Tijdens de zitting op 11 augustus 2006 is appellant niet verschenen, terwijl het Uwv werd vertegenwoordigd door mr. G.G. Prijor. De Raad heeft de argumenten van appellant in hoger beroep beoordeeld, maar constateerde dat deze in essentie een herhaling waren van de eerder in beroep aangevoerde punten. Nieuwe gezichtspunten zijn niet naar voren gebracht. De Raad heeft de vraag of het Uwv terecht heeft gehandeld bevestigend beantwoord, in lijn met de overwegingen van de rechtbank. De Raad onderschrijft de door de rechtbank gehanteerde overwegingen volledig en maakt deze tot de zijne.

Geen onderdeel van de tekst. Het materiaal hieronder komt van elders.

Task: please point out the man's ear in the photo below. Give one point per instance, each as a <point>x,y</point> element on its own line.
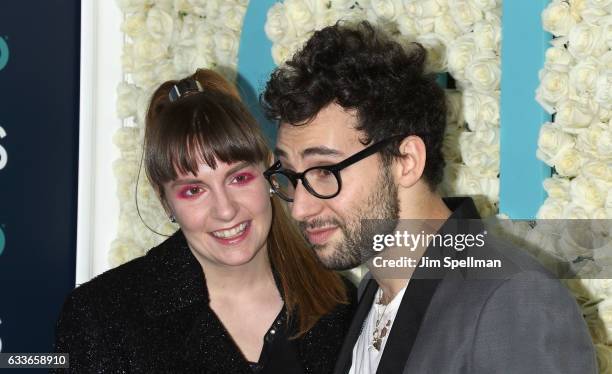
<point>409,166</point>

De uitspraak van de rechtbank wordt bevestigd, en de Raad ziet geen aanleiding om een proceskostenveroordeling uit te spreken op basis van artikel 8:75 van de Algemene wet bestuursrecht. De uitspraak is gedaan door J. Brand, in tegenwoordigheid van N.E. Nijdam als griffier, en is openbaar uitgesproken op 22 september 2006.